When the game was over, and his team had lost (due to a bad call, in his opinion), he went outside. She figured he was just going out to blow off steam. After about 20 minutes she wondered where he had gone and she and his son went looking for him outside. He was nowhere to be found. A while later he showed up and said that he went to the store for cigarettes (although he had plenty). He had also told his friends that he would see them at the bar after the game, but after his team lost he decided not to go.
Question...is this just poor behavior on the part of a sore loser or does it go deeper than that? Should these behaviors be a determining factor in whether or not to continue the relationship?

Welcome!

I've finally gotten around to creating a blog. You're never too old to learn something new!
The purpose of my blog is to share and discuss experiences, ideas and opinions about dating and relationships. I know a lot of you out there are going through the dating process. Whether you're just getting started or have been there and are now back, it can be a frustrating and downright scary experience!

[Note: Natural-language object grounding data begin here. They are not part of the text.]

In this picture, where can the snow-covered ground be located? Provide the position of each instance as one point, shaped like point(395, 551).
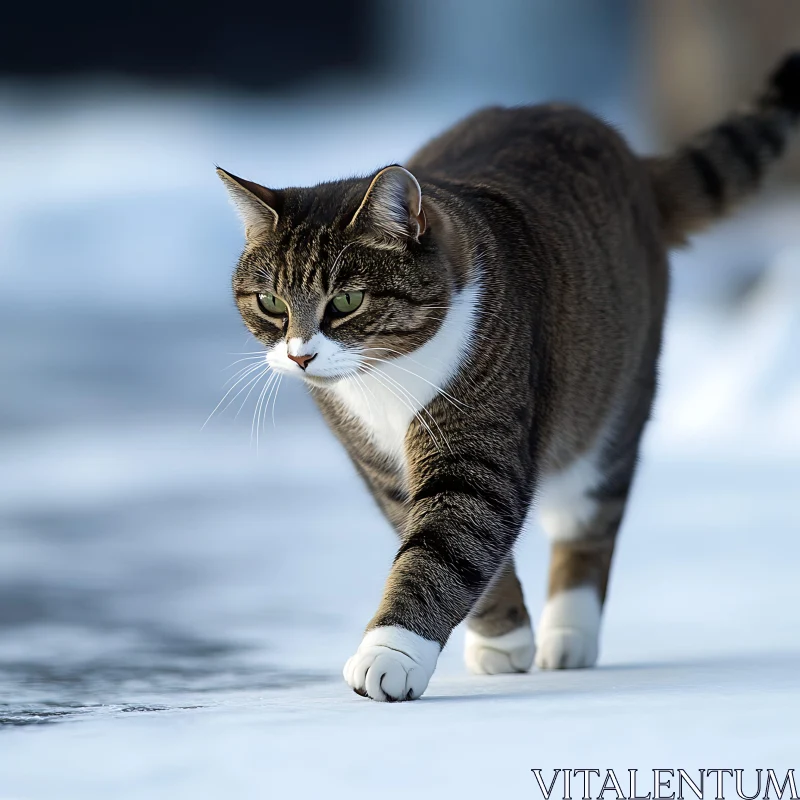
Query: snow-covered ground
point(176, 606)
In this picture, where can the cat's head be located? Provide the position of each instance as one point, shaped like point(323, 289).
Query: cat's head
point(337, 277)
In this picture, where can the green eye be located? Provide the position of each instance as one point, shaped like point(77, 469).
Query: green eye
point(347, 302)
point(271, 304)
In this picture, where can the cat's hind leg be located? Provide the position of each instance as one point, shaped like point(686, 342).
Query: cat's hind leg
point(581, 510)
point(499, 635)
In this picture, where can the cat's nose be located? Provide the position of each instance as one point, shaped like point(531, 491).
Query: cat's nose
point(303, 361)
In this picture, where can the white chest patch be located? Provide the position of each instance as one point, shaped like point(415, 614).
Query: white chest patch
point(387, 398)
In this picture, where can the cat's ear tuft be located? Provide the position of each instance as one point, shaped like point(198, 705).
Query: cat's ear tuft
point(392, 206)
point(255, 204)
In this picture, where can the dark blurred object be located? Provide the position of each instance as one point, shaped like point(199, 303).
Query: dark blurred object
point(253, 45)
point(706, 58)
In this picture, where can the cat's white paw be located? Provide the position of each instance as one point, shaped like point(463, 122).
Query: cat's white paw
point(567, 636)
point(493, 655)
point(391, 664)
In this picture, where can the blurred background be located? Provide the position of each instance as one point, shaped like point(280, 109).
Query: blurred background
point(148, 563)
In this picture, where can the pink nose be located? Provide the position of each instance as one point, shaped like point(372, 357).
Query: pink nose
point(303, 361)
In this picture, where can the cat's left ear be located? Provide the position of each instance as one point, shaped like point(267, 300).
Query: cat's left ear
point(392, 206)
point(255, 203)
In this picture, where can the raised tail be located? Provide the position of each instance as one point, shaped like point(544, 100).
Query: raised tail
point(716, 170)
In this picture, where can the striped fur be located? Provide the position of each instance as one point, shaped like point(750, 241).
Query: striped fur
point(545, 238)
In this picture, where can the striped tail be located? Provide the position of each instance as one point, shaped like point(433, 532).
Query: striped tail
point(716, 170)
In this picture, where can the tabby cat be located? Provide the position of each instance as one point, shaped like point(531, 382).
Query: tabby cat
point(481, 330)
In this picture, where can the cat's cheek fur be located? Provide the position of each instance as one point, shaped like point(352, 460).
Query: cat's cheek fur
point(392, 664)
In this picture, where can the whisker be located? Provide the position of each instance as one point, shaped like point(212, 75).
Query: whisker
point(247, 396)
point(253, 427)
point(249, 370)
point(243, 372)
point(264, 408)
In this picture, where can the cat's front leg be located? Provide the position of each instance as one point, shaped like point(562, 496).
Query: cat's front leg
point(464, 515)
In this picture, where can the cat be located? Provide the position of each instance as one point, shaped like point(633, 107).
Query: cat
point(481, 330)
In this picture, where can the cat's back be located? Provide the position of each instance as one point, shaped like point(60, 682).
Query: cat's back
point(517, 144)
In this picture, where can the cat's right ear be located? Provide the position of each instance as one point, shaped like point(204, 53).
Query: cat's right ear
point(255, 204)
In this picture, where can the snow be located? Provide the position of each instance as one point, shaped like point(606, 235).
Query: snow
point(176, 606)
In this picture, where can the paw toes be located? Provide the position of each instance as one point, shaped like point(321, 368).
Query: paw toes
point(496, 655)
point(566, 648)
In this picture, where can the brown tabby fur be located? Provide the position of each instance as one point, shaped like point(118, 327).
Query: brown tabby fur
point(567, 232)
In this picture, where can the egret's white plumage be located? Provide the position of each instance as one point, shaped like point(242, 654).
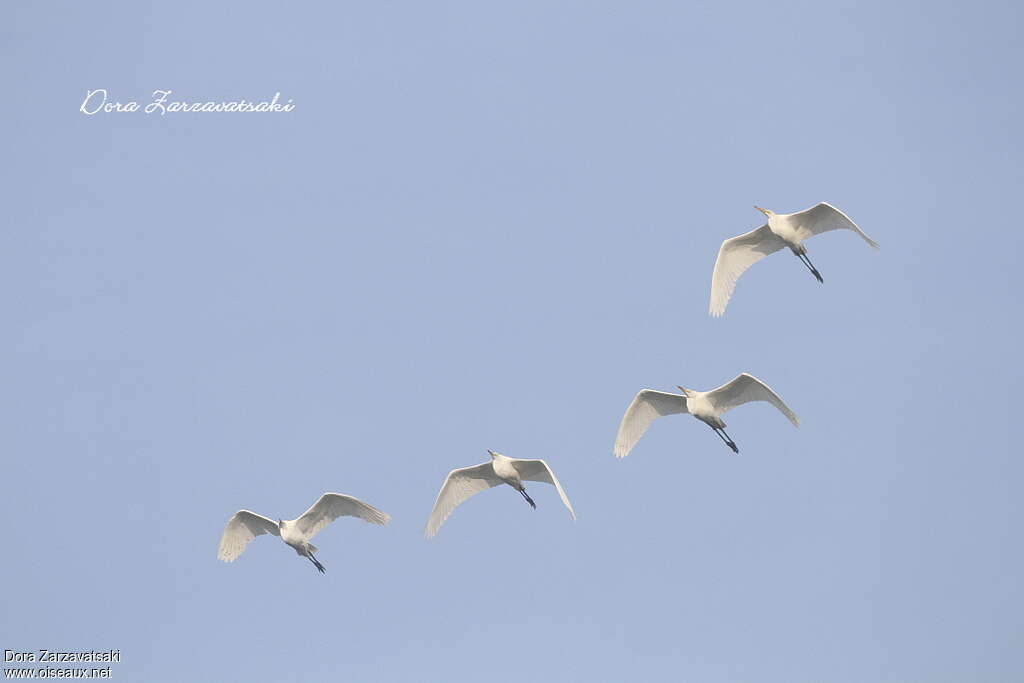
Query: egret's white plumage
point(705, 406)
point(462, 483)
point(782, 229)
point(246, 525)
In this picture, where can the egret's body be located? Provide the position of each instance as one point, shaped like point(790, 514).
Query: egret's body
point(782, 229)
point(460, 484)
point(246, 525)
point(705, 406)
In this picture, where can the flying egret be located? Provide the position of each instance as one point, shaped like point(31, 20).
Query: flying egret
point(246, 525)
point(705, 406)
point(462, 483)
point(782, 229)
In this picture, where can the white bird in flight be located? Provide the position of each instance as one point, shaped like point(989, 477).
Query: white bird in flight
point(705, 406)
point(782, 229)
point(246, 525)
point(460, 484)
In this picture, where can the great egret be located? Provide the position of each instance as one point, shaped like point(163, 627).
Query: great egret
point(462, 483)
point(782, 229)
point(705, 406)
point(246, 525)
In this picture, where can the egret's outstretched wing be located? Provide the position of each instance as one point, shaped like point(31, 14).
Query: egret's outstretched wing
point(242, 528)
point(743, 389)
point(646, 406)
point(734, 257)
point(824, 217)
point(538, 470)
point(459, 486)
point(332, 506)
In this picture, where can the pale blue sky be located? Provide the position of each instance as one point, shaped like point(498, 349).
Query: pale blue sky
point(486, 226)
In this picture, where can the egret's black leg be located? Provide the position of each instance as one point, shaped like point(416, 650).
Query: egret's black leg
point(814, 271)
point(730, 442)
point(725, 437)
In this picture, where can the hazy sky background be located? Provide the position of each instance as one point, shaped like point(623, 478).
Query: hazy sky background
point(486, 225)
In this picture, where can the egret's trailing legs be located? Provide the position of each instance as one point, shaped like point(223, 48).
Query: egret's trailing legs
point(316, 563)
point(725, 437)
point(806, 261)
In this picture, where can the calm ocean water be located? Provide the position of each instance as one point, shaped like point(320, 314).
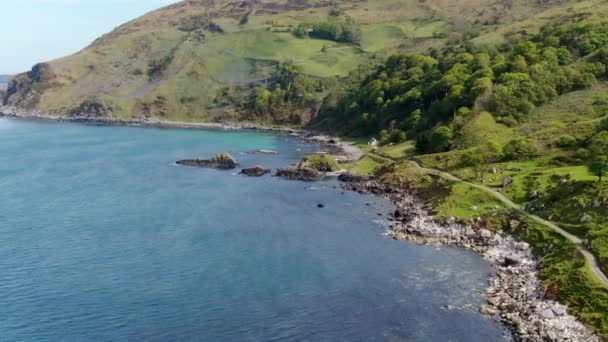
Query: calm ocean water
point(103, 238)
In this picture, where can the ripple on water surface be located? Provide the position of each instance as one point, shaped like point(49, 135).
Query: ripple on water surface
point(103, 238)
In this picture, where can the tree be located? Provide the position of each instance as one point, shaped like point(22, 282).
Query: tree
point(441, 138)
point(598, 163)
point(519, 149)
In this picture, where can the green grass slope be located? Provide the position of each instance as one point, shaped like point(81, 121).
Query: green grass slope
point(172, 63)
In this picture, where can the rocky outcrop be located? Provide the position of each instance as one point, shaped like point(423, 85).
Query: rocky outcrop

I had been away from the dating scene for 25 years and after my divorce found myself back in the dating world and scared to death! It's just not like it used to be. Online dating is promoted as a great way to meet your soul mate. If you have tried online dating you already know that it's not as easy as they make it sound. Finding a way to meet singles in the real world is not any easier; especially when you are 50+...the pickings are slim to say the least!
Please feel free to post any experiences (funny or serious), ideas, opinions or concerns about dating and relationships here! It's called "girl talk" but we're always happy to hear things from a guys point of view.